July 21, 10:55am EDT

July 21, 10:55am EDT

At this time services have been restored and should be operating as normal. If you continue to have any issues please contact support@statuscast.com to open a ticket. We will follow to this event with an RCA detailing what occurred and how we will handle this moving forward. 

Root Cause

July 21, 12:02pm EDT

July 21, 12:02pm EDT

Describe the full incident details below:

On July 21st, 2023 at approximately 9:40 EDT StatusCast’s engineers received alerts that the application was displaying a  HTTP Error 500.30 error when attempting to access any *.status.page status page or admin portal. During this period any notifications in progress or from schedule maintenance would have continued to work as expected. Additionally, during this period anyone using StatusCast’s legacy(*.statuscast.com) version of the application was not impacted. 

Describe action taken by StatusCast to mitigate issue:

Engineers immediately began to investigate the cause of the problem. StatusCast’s service provider, Azure, indicated that it was undergoing maintenance in the region that StatusCast’s is primarily hosted on(US East). Engineers got in contact with Microsoft to confirm and to get additional insight as the issue itself was impacting the failover region(US West). During this process StatusCast deployed an additional instance to another Azure region which experienced the same errors as both East and West.

The root cause of the problem ultimately was related to Azure’s maintenance and the availability of one of StatusCast’s databases used for managing connections to the application. Leading up to the outage StatusCast’s operations team was preparing for its monthly penetration test which regularly involves a fresh test database for a reserved test application.
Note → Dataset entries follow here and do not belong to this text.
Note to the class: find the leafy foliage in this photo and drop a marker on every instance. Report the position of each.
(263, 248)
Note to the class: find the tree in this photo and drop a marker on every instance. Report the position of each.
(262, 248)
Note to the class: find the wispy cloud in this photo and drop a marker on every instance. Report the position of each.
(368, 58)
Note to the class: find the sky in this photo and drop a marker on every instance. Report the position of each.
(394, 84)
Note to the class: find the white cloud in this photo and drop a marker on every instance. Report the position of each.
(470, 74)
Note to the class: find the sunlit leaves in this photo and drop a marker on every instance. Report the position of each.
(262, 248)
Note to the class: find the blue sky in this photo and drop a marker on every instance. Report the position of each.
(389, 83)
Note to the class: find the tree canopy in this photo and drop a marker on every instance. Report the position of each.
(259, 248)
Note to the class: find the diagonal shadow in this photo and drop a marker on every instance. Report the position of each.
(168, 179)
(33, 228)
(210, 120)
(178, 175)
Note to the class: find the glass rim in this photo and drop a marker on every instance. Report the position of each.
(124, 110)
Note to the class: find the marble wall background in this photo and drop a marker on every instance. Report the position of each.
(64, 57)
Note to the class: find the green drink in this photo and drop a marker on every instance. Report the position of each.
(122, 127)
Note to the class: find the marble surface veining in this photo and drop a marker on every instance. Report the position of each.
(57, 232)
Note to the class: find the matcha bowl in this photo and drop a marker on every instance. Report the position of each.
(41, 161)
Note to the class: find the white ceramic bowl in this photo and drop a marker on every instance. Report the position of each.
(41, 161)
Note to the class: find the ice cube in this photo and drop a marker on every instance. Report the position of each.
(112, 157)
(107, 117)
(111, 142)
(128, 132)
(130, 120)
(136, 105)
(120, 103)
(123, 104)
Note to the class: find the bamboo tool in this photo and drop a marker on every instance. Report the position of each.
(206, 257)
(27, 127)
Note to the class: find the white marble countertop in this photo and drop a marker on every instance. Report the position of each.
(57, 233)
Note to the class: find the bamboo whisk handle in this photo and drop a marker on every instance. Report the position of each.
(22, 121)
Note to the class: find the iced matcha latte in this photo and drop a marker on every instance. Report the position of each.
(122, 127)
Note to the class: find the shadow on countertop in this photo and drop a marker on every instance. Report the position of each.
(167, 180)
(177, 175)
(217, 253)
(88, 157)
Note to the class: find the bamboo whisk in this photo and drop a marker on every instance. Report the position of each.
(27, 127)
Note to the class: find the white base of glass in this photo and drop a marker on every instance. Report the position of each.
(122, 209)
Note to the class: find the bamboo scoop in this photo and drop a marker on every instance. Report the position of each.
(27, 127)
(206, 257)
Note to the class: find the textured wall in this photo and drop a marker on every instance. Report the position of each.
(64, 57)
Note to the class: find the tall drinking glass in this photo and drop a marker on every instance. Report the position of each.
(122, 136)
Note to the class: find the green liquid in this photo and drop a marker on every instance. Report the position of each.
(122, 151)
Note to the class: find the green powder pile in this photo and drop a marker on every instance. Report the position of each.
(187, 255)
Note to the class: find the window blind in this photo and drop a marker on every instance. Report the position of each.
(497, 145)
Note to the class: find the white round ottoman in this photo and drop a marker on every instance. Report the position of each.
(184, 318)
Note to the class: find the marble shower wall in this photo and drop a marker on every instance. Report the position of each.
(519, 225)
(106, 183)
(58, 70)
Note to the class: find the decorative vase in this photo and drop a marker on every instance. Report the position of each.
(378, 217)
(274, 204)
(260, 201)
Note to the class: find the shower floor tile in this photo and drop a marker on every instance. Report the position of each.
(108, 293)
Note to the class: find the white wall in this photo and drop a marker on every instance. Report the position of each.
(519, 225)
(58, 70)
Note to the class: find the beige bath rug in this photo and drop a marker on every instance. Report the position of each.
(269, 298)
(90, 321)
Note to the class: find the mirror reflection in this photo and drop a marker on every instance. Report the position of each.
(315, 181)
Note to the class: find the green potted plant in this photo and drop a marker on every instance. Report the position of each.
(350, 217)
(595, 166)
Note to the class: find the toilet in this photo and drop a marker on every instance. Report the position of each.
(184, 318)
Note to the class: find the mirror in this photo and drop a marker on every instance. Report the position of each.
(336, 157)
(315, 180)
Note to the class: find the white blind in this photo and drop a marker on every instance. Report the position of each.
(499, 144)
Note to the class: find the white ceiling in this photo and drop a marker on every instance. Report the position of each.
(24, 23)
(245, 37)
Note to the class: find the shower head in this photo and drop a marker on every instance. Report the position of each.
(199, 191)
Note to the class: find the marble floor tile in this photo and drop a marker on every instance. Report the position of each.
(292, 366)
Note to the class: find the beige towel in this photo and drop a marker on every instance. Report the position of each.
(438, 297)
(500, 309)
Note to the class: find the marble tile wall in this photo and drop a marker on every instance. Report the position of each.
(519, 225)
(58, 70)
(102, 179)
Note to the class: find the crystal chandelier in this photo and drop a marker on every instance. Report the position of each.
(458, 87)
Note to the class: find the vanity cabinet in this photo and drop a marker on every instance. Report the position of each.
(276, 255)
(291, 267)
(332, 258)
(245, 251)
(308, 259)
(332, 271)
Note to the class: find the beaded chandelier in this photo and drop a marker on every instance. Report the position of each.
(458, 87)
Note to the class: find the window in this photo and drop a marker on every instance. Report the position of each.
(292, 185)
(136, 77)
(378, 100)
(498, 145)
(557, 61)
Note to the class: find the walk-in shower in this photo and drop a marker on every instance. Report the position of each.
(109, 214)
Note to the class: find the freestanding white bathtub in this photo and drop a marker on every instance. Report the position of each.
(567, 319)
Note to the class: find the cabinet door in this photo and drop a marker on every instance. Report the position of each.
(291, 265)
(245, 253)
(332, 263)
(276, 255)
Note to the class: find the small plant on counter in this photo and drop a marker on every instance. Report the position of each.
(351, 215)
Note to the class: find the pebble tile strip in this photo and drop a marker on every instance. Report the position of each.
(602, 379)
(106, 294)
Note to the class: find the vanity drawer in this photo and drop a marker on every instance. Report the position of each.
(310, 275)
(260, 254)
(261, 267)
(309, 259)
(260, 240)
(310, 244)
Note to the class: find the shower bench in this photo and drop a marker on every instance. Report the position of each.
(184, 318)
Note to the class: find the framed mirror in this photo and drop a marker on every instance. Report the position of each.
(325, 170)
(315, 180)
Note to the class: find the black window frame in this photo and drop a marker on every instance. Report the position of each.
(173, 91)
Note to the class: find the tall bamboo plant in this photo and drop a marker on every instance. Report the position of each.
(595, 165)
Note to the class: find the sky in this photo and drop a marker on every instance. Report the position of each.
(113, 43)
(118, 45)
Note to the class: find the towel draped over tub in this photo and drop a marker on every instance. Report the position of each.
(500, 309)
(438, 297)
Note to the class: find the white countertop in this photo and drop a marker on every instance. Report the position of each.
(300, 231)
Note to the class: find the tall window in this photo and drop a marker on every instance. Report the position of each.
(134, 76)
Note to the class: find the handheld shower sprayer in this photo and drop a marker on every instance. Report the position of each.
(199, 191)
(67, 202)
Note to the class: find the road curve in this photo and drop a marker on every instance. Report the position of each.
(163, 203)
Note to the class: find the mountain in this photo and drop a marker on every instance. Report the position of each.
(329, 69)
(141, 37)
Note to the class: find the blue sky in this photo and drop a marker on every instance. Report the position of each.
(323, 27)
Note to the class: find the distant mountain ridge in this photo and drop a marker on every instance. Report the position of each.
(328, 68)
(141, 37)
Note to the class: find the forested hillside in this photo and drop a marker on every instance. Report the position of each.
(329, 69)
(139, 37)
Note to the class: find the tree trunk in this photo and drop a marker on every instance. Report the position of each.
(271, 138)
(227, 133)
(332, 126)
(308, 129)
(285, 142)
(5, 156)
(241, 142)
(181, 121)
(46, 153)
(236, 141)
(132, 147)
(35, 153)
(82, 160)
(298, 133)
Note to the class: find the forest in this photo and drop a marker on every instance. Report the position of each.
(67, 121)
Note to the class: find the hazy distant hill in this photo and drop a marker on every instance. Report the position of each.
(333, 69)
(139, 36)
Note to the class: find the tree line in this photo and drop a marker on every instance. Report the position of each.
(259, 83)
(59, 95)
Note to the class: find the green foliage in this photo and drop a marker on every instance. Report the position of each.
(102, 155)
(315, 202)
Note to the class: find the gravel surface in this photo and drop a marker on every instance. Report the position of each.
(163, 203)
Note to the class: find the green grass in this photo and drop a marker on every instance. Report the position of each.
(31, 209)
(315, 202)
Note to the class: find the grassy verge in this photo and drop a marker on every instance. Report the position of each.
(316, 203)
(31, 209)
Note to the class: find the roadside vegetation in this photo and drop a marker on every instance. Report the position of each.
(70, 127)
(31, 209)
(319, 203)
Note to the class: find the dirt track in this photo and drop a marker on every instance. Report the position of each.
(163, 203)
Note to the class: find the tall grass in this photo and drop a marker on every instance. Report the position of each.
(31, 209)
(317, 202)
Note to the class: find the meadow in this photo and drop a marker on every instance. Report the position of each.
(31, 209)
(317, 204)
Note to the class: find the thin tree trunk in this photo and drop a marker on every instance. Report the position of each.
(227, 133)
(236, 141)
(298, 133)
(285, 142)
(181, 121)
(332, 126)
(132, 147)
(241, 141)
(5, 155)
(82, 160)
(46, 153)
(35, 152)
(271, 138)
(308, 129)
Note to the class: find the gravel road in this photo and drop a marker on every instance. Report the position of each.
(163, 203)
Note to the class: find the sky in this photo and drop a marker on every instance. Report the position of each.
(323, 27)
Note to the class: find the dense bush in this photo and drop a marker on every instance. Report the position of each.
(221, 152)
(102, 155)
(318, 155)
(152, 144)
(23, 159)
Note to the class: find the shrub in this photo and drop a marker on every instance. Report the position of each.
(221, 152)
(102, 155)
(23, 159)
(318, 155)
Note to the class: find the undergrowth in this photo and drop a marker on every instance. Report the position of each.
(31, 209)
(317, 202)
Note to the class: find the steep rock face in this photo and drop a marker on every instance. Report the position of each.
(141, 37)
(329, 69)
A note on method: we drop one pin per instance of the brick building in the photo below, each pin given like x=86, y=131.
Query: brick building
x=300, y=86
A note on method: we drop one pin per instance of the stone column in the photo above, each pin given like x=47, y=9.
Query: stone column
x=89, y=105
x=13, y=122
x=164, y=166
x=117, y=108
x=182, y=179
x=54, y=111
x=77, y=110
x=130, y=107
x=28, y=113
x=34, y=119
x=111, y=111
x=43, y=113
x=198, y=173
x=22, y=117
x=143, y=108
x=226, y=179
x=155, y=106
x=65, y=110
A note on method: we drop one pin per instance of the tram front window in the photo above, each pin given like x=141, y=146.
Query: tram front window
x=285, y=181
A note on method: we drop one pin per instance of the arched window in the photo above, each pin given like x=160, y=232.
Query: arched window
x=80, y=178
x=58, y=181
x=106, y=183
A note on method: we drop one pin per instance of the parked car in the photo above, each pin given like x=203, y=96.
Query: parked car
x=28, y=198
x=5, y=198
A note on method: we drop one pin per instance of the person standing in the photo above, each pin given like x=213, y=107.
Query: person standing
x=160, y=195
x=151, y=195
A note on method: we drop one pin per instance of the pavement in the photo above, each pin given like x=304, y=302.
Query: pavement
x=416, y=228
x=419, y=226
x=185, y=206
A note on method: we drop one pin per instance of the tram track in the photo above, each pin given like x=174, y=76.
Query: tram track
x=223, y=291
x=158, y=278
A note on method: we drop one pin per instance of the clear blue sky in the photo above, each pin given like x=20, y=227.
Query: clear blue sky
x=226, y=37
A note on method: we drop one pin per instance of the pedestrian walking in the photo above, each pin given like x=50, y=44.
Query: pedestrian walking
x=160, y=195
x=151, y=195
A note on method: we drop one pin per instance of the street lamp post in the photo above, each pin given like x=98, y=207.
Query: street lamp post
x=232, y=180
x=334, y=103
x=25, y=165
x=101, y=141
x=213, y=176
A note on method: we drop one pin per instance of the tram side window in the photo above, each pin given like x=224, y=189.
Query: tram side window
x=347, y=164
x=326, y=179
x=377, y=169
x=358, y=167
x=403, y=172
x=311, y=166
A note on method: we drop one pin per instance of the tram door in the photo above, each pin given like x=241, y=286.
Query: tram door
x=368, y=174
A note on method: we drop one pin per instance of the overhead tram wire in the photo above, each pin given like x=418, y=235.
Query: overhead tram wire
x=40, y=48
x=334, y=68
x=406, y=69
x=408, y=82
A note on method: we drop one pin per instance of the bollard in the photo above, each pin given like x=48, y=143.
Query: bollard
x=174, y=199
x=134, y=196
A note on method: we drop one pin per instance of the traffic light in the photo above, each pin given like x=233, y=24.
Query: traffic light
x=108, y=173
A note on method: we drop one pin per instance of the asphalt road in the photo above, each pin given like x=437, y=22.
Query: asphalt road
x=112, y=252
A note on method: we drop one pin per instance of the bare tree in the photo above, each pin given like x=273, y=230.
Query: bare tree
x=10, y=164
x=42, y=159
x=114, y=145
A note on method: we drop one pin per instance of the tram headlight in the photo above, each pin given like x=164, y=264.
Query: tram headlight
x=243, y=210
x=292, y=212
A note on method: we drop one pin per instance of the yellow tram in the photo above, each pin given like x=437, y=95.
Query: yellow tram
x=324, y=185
The updated connection was not properly propagated to all of StatusCast’s application servers and traffic manager which unfortunately caused the subsequent errors. 

Once the issue had been identified StatusCast’s engineers were quickly able to restore service. StatusCast development team will be performing an emergency patch today(July 21st, 2023) to ensure that an issue like this can be caught without the application going unavailable.